Gov. David Paterson has proposed a so-called 'iPod tax' on downloaded music and entertainment services to help his state close a $15.4 billion budget deficit.
However,
Apple Inc.'s (NASDAQ: AAPL) products aren't Paterson's only targets. He has proposed 88 new fees and taxes that go far beyond, including on movie tickets, taxi rides, soda, beer, wine, cigars, massages, cable and satellite TV.
That's just one aspect of Paterson’s proposed $121.1 billion budget released yesterday. The budget attempts to make state government leaner while relying on a wave of new taxes and fees that will be passed down to businesses.
The proposed budget is balanced and holds state spending just under the inflation rate. The budget also erases a combined $15.4 billion in budget gaps over the next 15 months.
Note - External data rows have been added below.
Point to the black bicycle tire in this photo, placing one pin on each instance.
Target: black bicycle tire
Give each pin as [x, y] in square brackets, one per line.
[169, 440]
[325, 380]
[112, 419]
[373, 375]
Paterson revealed his budget amid the unrelenting shake-up on Wall Street that has already depleted state tax revenue and triggered tens of thousands of layoffs. Before this recession, the state’s financial services sector had produced 20 percent of state tax revenue through income taxes, year-end bonuses, real estate deals and initial public offerings on the stock markets.


People never learn that any taxes passed down to business' are just passed onto the consumers. This is how we end up payin up to 50% in total taxes paid form receipt of your paycheck to walking out of 7/11 with a candy bar.

Also when the deficit is erased will the taxes be recinded? Nah, I don't think so. Welcome to the #1 Blue state.